Adolescence is not a disease; coping with the challenges and taking pleasure in teaching "average" teenage piano students

American Music Teacher, June-July, 2002 by Yu-Jane Yang

"Teenage students are such an amazing package. They can be so brilliant, so intelligent, so profound, and so insightful, yet at the same time so foolish, so silly, so ridiculous, so crazy, and so immature that we often wonder, `Is this the same person?'"--Carolee Eriksson, a piano teacher of exclusively teenage students

Suddenly, our sweet, happy, respectful, perfect little piano student who was always well prepared for piano lessons becomes a temperamental, discourteous, lazy and unpredictable monster who objects to everything we say and shows no motivation for piano study. Failing to recognize the nature of adolescence and to adapt our teaching to suit the needs of our teenage students can make teaching a nightmare for the piano teacher and turn music study into torture for our students.

Characteristics of Adolescence

Adolescence is the hormone-driven stage of development that bridges the transformation of human beings from childhood to adulthood. Adolescent psychologists, Yates (1) and Gage, (2) propose that the dramatic changes occurring during the adolescent years can be observed in the following characteristics:

Physical growth. Because their bodies begin to grow so rapidly during adolescence, teenagers often feel awkward, self-conscious, uncoordinated, embarrassed and even confused. Furthermore, teenagers frequently attempt to hide or constantly complain about whatever part of their body makes them most uncomfortable.

Sexual Growth. Teenagers struggle with dramatic hormone changes in their bodies that evoke mixed feelings ranging from guilt to amazement.

Emotional growth. The hormone changes during the adolescent years also set teenagers off on a vulnerable emotional roller coaster ride overflowing with exaggerated and uncontrollable feelings. Teenagers view everything as a crisis. Their emotions outpace their rational thinking, and their feeling and thinking become so intertwined they have difficulty distinguishing between them.

Social growth. Parents no longer are the major focus of the teenagers' world. Adolescents shift from same-sex best-friend relationships to having close interactions and increasing interest in both sexes. They are quite self-centered and constantly feel like the whole world is watching them. How other people see adolescents, how everyone else may think about them and what their peers say about them become teenagers' great concern. They need frequent validation by others, and they desperately seek peer acceptance. Adolescents have a great desire for independence and want to be treated like adults.

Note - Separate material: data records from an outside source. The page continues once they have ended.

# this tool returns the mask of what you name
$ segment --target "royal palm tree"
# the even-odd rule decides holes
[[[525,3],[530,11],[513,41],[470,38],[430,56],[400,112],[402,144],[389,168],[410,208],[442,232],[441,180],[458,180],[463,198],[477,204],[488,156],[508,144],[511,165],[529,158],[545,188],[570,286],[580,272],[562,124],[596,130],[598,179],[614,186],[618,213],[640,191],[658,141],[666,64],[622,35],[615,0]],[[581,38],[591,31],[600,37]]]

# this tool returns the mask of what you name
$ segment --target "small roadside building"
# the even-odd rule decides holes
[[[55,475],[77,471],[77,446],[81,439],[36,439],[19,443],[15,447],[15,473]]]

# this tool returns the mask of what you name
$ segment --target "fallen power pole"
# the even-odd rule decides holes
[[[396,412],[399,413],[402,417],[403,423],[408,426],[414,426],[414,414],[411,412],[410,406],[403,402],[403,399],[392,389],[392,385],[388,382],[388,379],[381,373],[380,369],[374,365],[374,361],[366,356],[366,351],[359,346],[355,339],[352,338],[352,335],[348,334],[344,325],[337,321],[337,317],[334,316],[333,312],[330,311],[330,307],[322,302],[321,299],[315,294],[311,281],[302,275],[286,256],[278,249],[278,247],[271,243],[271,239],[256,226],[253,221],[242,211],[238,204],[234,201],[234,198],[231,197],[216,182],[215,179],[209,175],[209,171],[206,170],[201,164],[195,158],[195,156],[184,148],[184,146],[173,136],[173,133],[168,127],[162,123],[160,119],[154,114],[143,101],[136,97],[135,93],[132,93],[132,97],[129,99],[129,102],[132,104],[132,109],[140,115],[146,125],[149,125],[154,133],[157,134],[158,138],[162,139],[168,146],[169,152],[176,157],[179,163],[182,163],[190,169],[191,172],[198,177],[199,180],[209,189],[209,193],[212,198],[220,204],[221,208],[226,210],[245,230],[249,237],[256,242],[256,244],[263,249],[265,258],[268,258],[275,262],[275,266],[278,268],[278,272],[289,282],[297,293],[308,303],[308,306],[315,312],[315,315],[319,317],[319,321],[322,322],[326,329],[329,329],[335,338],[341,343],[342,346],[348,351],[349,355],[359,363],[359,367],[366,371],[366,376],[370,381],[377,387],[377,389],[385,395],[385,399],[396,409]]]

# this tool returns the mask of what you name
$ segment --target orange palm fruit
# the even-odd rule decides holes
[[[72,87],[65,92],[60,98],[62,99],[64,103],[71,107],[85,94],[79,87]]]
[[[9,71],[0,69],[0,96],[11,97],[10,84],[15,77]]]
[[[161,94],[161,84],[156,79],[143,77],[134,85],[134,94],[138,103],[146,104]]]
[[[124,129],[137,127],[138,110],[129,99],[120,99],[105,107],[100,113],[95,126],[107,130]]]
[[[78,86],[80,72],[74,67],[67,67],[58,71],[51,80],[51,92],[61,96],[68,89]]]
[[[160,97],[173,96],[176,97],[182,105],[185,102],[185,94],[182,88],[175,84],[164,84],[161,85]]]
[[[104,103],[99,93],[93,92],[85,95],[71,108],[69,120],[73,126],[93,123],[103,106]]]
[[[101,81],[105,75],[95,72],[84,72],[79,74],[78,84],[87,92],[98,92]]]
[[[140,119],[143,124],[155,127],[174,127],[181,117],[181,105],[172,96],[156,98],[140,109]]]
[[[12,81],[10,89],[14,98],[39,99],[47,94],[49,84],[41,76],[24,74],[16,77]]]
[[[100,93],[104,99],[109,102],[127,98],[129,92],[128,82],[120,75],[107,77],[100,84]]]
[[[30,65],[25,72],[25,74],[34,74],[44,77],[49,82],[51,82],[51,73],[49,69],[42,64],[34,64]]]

Anxiously searching for their own identity, adolescents wish to find their answer to the question, "Who am I?" They attach great importance to status symbols, as reflected by their possessions and clothing. Fascinated by "adult" behaviors, teens are eager to try out previously forbidden activities. Rebellion seems to be inevitable, so they can be different from their parents. Peers' opinions become most influential. They are passionate about their idols, with whom they can identify. Being "cool" and doing "cool" things become imperative.

Intellectual growth. Adolescence is the exciting phase of transition when human beings start developing the cognitive ability to form abstract thoughts. However, teenagers often have poor communication skills and frequently show frustration when not able to express their thoughts clearly. They tend to have doubts and confusion about what to believe, and they are troubled by their fear of the unknown that lies ahead. Furthermore, adolescents' learning to reason and think for themselves often leads to their constant questioning of authority.

Five Emotional Needs of Teenagers

In Why Your Kids Do What They Do, (3) Rodney Gage specifies five emotional needs of teenagers:

(1) To be noticed. Teenagers crave attention. Changing hair styles, dressing in certain fashions, playing loud music, slamming doors, using angry words and picking on younger siblings are all signals to us about their need for attention. They need to feel they are someone special, and they want to be appreciated for their efforts and accomplishments. They would like adults to respect their privacy, their possessions and their ideas.

(2) To receive encouragement. In spite of striving for independence, teenagers need nurturing and support. They perceive a verbal or written encouragement and our physical commitment--being there for them when it matters the most--as indications of our support.

(3) To get empathy. Comfort is one of adolescents' greatest needs, yet most difficult for them to articulate. It is crucial that we watch their body language to provide the needed consolation as soon as possible. Additionally, we need to be sensitive to those who struggle with their rapidly growing bodies and may not feel comfortable being hugged or touched.

(4) To receive direction. When searching for their own identities and significance, teenagers often try on different personalities to see which one fits best and undertake different projects to see which one makes them feel significant. We can facilitate their growth by helping them set specific, clear and measurable goals.